FTIR absorption spectra of vacuum-dried pure chitosan and chitosan nanoparticles are shown in the Fig. 1(C). The C-H stretching vibrations are manifested through strong peaks at around 2926 cm−1 7. Acetyl groups characteristically absorbed in the range 1300–1100 cm−1, as seen in both the chitosan and CNP spectrum respectively.

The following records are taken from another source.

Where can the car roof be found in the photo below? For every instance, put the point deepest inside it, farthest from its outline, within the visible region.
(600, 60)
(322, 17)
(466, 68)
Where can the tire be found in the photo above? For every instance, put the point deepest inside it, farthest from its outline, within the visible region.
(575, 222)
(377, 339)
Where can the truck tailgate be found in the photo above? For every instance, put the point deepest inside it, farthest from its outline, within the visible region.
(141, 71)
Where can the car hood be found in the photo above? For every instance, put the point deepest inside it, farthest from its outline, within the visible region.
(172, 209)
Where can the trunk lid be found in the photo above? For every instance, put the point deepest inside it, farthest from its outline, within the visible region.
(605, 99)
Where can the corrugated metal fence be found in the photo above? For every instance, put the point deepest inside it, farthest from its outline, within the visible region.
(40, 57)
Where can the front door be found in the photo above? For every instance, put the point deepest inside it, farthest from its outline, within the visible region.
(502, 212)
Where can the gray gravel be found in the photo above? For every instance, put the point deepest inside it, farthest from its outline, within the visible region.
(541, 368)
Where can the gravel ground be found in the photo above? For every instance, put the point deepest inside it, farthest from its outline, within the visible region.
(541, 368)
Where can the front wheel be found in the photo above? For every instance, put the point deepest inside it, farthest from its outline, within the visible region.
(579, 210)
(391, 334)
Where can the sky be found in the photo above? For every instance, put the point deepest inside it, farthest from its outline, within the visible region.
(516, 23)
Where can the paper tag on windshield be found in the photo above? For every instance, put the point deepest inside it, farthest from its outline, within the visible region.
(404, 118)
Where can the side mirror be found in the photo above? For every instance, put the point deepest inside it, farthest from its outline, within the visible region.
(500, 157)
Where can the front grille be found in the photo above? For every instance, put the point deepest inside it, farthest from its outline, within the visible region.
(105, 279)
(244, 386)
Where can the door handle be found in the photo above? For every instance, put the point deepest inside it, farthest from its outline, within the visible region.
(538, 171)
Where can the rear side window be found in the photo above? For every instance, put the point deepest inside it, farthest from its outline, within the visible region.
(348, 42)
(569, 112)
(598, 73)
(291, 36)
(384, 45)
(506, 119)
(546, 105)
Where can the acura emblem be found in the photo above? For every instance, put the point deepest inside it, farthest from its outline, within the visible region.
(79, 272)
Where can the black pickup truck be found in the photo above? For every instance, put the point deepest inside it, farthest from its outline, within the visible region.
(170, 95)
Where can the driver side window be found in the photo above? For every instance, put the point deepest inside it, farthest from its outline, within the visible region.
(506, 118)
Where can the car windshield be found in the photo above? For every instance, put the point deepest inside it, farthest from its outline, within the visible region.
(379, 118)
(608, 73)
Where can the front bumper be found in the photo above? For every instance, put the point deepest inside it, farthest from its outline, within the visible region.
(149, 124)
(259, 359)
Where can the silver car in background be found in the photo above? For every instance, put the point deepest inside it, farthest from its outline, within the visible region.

The symmetric stretch of C-O-C was observed around 1080–1060 cm−1 7. The peaks visible in between 500 and 749 cm−1 signifies the presence of R−CH group8. As seen in both the spectra, the strong peaks in the range 3450–3200 cm−1 correspond to combined peaks of hydroxyl and intra-molecular hydrogen bonding. The broadness of the peak at this region might be attributed to contributions from N-H bond stretches7. In CNP, a shift from 3436 to 3431 cm−1 was observed, and the peak at 3431 cm−1 of pure chitosan compound was found wider, which indicated extensive hydrogen bonding9. The characteristic CONH2 peak of chitosan observed around 1647 cm−1, was found to shift to 1619 cm−1 in the CNP, which could be due to the tripolyphosphate cross-linking with the ammonium groups in CNP10. This cross-linking between the polyphosphates and the ammonium groups might be important for the inter- and intra-molecular interactions that are reflected in our results10.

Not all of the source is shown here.